The terms and expressions which have been employed are used as terms of description and not of limitation, and there is no intention that in the use of such terms and expressions of excluding any equivalents of the features shown and described or portions thereof, but it is recognized that various modifications are possible within the scope of the invention claimed. Thus, it should be understood that although the present disclosure provides preferred embodiments, optional features, modification and variation of the concepts herein disclosed may be resorted to by those skilled in the art, and that such modifications and variations are considered to be within the scope of this disclosure as defined by the description and the appended claims.

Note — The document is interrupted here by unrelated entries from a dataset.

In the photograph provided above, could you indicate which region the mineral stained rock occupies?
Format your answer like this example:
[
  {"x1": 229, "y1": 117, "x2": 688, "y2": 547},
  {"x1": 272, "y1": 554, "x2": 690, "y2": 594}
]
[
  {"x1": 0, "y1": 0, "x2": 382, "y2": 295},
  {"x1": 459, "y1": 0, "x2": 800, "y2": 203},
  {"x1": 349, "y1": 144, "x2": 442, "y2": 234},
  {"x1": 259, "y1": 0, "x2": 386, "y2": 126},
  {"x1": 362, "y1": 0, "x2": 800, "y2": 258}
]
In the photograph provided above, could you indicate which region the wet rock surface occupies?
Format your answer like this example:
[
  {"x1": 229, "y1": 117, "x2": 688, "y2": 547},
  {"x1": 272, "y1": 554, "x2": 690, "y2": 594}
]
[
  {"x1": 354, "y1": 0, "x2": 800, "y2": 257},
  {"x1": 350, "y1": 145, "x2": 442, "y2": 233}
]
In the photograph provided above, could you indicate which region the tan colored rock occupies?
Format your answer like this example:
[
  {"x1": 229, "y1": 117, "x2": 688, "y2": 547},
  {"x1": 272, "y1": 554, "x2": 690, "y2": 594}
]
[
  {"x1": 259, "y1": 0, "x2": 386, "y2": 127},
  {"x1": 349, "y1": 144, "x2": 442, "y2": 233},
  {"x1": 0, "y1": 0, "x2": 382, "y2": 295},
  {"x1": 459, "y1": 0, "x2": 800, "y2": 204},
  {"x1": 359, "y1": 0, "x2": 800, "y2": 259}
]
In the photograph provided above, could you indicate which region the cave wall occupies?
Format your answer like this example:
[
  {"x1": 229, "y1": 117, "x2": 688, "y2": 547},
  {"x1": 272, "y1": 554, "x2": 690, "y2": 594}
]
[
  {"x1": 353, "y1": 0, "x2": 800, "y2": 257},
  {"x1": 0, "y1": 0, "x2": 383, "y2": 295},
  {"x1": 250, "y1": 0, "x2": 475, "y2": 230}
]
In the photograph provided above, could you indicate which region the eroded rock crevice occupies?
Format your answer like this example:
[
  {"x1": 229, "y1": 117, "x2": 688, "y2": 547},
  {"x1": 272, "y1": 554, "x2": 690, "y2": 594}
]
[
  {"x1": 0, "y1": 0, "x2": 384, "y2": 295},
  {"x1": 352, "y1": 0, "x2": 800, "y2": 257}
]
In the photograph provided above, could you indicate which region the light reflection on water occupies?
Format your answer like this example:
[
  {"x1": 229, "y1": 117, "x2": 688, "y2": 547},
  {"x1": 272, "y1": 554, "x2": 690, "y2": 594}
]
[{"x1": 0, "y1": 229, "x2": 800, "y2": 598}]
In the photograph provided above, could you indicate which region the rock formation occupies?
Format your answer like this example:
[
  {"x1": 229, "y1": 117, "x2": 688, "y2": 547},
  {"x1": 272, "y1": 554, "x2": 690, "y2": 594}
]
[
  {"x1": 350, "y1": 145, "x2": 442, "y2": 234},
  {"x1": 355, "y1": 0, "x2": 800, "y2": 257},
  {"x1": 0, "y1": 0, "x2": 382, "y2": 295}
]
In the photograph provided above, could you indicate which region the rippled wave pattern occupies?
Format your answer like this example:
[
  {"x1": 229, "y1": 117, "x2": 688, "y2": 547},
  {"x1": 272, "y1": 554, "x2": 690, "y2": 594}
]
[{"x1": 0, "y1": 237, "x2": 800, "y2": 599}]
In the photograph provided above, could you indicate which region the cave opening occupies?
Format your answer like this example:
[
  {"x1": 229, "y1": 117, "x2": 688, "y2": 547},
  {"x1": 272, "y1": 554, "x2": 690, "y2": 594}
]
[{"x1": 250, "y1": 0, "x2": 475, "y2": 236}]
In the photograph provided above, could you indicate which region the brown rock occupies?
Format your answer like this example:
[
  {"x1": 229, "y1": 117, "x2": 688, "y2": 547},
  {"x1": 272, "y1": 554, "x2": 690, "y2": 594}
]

It will be readily apparent to one skilled in the art that varying substitutions and modifications can be made to the invention disclosed herein without departing from the scope and spirit of the invention. Thus, such additional embodiments are within the scope of the present disclosure and the following claims. The present disclosure teaches one skilled in the art to test various combinations and/or substitutions of chemical modifications described herein toward generating conjugates possessing improved contrast, diagnostic and/or imaging activity. Therefore, the specific embodiments described herein are not limiting and one skilled in the art can readily appreciate that specific combinations of the modifications described herein can be tested without undue experimentation toward identifying conjugates possessing improved contrast, diagnostic and/or imaging activity.

The inventors expect skilled artisans to employ such variations as appropriate, and the inventors intend for the disclosure to be practiced otherwise than as specifically described herein. Accordingly, this disclosure includes all modifications and equivalents of the subject matter recited in the claims appended hereto as permitted by applicable law. Moreover, any combination of the above-described elements in all possible variations thereof is encompassed by the disclosure unless otherwise indicated herein or otherwise clearly contradicted by context. Those skilled in the art will recognize or be able to ascertain using no more than routine experimentation, many equivalents to the specific embodiments of the disclosure described herein. Such equivalents are intended to be encompassed by the following claims.

While preferred embodiments of the present disclosure have been shown and described herein, it will be obvious to those skilled in the art that such embodiments are provided by way of example only. Numerous variations, changes, and substitutions will now occur to those skilled in the art without departing from the disclosure. It should be understood that various alternatives to the embodiments of the disclosure described herein may be employed in practicing the disclosure. It is intended that the following claims define the scope of the disclosure and that methods and structures within the scope of these claims and their equivalents be covered thereby.